← All Articles

How Testing Proves Code

"The programmer should make a number of definite assertions which can be checked individually, and from which the correctness of the whole program easily follows."

In June 1949, Alan Turing delivered a three-page paper at the inaugural EDSAC conference in Cambridge. He proposed that programs could be checked statically by attaching propositions to the arcs of a flowchart, and that termination could be proved separately by attaching a quantity that strictly decreases. The paper was effectively lost for thirty-five years. When Robert Floyd published the same idea in 1967, he had never heard of it.

This article is the history of that paper: what it actually says, why it disappeared, and why the discipline it foretold rediscovered it three times independently.

First page of Turing (1949) Checking a Large Routine from the EDSAC conference proceedings — Read the original: Turing, A. M. (1949). "Checking a Large Routine." *Report of a Conference on High Speed Automatic Calculating Machines*, University Mathematical Laboratory, Cambridge, pp. 67-69.¹

. . .

Part 1: The Paper (1949)

The paper is short. Three foolscap pages, delivered as a talk on Friday, 24 June 1949, at the inaugural conference of the Electronic Delay Storage Automatic Calculator at Cambridge.

The EDSAC computer at the University Mathematical Laboratory, Cambridge, around 1949 — EDSAC at the University Mathematical Laboratory, Cambridge
*The machine the conference was named after, six weeks after its first program.¹¹*

EDSAC had run its first program six weeks earlier¹⁰. Turing had spent the previous winter and spring at Manchester, where he was deputy director of the prototype computer there, and he travelled down for the Cambridge conference hosted by Maurice Wilkes. The printed text appears in the conference proceedings under the title "Checking a Large Routine," pages 67 to 69, and is catalogued as AMT-B-8 in the King's College Cambridge Turing Digital Archive.

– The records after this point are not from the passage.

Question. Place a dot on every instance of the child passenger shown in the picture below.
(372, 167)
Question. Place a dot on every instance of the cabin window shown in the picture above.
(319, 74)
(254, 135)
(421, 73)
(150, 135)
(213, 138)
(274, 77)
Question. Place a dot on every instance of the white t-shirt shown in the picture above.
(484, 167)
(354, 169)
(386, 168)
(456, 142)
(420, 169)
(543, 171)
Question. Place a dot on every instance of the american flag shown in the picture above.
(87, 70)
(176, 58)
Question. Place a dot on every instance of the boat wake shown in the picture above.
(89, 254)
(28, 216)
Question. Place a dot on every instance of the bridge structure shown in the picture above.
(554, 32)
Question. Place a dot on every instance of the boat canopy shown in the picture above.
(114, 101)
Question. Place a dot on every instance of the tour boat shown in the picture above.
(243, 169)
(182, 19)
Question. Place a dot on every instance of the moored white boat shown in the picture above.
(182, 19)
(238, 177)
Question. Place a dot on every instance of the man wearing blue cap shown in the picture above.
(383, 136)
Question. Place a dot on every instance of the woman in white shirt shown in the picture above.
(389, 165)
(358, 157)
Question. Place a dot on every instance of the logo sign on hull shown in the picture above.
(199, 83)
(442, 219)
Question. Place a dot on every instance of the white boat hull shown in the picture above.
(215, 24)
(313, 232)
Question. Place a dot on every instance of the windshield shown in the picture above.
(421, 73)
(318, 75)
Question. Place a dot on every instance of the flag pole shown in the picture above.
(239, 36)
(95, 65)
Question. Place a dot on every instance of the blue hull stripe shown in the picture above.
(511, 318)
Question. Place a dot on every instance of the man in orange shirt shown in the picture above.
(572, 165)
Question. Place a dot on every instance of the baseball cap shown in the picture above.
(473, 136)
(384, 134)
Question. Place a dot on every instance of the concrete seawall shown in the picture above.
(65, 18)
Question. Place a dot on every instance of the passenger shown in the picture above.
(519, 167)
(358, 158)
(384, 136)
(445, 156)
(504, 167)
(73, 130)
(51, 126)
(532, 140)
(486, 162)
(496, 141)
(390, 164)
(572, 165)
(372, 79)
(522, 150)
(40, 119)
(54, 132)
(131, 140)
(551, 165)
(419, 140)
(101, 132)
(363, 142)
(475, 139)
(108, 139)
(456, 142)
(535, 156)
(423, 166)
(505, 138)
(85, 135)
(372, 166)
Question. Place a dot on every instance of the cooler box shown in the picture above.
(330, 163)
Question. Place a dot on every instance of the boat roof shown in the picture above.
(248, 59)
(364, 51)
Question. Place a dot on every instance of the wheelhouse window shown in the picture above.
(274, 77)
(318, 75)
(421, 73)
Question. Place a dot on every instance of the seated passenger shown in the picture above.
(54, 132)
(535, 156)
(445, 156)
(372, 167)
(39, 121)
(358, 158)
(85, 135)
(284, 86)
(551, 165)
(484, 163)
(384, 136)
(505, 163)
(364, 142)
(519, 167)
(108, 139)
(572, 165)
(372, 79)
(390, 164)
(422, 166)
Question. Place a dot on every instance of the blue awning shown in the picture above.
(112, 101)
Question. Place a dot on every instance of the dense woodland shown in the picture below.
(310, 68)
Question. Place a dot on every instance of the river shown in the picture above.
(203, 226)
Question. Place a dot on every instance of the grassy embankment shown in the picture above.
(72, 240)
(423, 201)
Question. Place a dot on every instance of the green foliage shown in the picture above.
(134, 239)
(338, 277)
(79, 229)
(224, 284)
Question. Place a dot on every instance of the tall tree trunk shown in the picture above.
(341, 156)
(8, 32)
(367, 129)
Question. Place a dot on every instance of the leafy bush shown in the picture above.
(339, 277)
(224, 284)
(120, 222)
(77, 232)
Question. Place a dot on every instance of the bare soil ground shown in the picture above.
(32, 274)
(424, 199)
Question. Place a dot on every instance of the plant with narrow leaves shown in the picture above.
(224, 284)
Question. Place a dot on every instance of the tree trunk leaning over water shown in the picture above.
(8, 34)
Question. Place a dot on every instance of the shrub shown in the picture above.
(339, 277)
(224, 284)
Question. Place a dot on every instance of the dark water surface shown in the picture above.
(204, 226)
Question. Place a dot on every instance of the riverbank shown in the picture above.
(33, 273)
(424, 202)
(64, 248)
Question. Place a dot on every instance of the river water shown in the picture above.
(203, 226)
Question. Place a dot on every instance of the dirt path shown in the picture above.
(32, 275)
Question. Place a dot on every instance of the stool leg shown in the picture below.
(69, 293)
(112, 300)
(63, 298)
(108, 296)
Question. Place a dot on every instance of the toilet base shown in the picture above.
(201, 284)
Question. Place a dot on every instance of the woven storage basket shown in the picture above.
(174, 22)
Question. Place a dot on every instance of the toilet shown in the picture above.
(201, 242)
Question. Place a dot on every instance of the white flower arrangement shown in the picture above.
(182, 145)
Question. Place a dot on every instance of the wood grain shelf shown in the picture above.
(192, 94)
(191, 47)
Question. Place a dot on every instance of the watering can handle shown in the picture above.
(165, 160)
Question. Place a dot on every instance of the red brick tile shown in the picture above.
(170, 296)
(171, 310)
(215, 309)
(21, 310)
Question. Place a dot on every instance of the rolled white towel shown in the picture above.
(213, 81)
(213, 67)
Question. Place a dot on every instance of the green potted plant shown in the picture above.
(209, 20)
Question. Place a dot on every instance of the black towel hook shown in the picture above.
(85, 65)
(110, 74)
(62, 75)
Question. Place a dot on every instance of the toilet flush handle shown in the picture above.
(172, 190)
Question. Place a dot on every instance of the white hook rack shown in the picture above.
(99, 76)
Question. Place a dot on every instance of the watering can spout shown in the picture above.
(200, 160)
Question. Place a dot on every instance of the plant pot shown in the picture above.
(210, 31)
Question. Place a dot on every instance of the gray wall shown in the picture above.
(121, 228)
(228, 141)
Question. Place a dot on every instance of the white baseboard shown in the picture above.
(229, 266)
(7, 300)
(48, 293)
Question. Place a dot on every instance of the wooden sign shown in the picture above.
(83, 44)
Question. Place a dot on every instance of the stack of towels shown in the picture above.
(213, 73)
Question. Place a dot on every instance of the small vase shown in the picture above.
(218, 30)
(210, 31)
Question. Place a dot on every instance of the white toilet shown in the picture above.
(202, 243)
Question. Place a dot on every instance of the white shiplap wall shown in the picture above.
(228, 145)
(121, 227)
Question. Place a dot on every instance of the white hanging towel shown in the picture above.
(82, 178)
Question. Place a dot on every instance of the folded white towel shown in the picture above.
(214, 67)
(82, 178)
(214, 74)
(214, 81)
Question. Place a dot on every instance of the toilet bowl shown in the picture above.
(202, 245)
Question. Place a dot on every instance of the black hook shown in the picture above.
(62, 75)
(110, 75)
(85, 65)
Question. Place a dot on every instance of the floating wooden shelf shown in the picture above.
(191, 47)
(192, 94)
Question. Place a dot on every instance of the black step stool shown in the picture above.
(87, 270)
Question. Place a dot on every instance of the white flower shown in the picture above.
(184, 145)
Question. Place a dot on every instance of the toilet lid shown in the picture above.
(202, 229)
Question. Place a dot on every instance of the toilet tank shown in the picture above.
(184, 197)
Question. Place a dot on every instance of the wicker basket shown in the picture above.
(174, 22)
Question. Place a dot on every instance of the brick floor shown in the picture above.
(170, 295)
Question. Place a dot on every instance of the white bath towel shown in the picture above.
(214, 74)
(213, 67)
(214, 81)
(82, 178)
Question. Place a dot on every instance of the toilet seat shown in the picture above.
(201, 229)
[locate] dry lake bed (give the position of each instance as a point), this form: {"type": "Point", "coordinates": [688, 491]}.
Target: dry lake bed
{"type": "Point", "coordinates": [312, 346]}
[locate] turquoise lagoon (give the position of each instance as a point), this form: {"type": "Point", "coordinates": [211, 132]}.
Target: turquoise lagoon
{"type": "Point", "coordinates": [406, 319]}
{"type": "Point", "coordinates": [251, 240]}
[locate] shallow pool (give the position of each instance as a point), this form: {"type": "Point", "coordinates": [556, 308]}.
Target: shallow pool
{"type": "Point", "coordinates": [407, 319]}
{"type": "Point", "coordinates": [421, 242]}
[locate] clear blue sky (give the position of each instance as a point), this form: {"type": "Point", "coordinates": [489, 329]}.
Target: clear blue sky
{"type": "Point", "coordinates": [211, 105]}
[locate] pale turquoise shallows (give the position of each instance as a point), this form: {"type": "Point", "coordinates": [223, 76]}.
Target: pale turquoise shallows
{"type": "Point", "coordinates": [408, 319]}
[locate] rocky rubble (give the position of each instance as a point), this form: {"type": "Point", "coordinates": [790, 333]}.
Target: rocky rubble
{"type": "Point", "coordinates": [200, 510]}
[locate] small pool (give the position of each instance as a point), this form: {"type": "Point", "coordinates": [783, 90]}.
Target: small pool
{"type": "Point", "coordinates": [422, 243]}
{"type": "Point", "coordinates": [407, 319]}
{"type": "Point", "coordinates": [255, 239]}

EDSAC belongs to the first generation of stored-program computers¹², the machines that ended programming-by-rewiring. The Manchester Baby ran its first stored program in June 1948¹³, the Manchester Mark 1 followed in April 1949, and EDSAC followed a month later. Before these machines, programming meant setting switches and routing patch cables on a wiring harness. By the time Turing read his paper at Cambridge, the practice now called writing software was less than a year old. That is what makes Turing's question sharp at this moment in the history: a routine is now a written artifact held in memory, and a written artifact can be checked by another written artifact. You cannot write a routine to test a routine when there is no routine, only wires.

EDSAC and the vocabulary of 1949

Three pieces of 1949 vocabulary need translating before the paper reads cleanly. A "routine" is a program: a sequence of stored instructions that a stored-program computer will execute when control reaches its first instruction. To "check" a routine, in Turing's usage, is to make sure it is right. The opening sentence of the paper poses the question directly: "How can one check a routine in the sense of making sure that it is right?"

The accepted answer in 1949 was to load the routine into the machine, run it on a few inputs, and inspect the output. The technique scaled poorly. Each run took minutes, the operator had to interpret a cathode-ray display by eye⁹, and the state of an intermediate variable at the moment of interest was often not directly visible.

Animation of an operator adjusting an EDSAC cathode-ray-tube display — Reading the Output by Eye

For a small program the loop of run-and-look was workable. For a "large routine" the loop became unaffordable. Turing's paper is the alternative he proposes.

The factorial routine

The worked example is the factorial routine. \(n!\) is computed by repeated addition only: multiplication itself is a loop. The outer loop counts up through \(r = 1, 2, \ldots, n\), and at each step the inner loop adds \(r\) to a running total \(s\) times, so that the running total becomes \(s \cdot r\). When the inner counter catches up to the outer one, the outer counter advances by one. The variables held in store across the two loops are \(r\), \(s\), and \(u\): \(r\) tracks the outer multiplier, \(s\) tracks the inner addition counter, and \(u\) holds the partial result. At termination \(u\) contains \(n!\).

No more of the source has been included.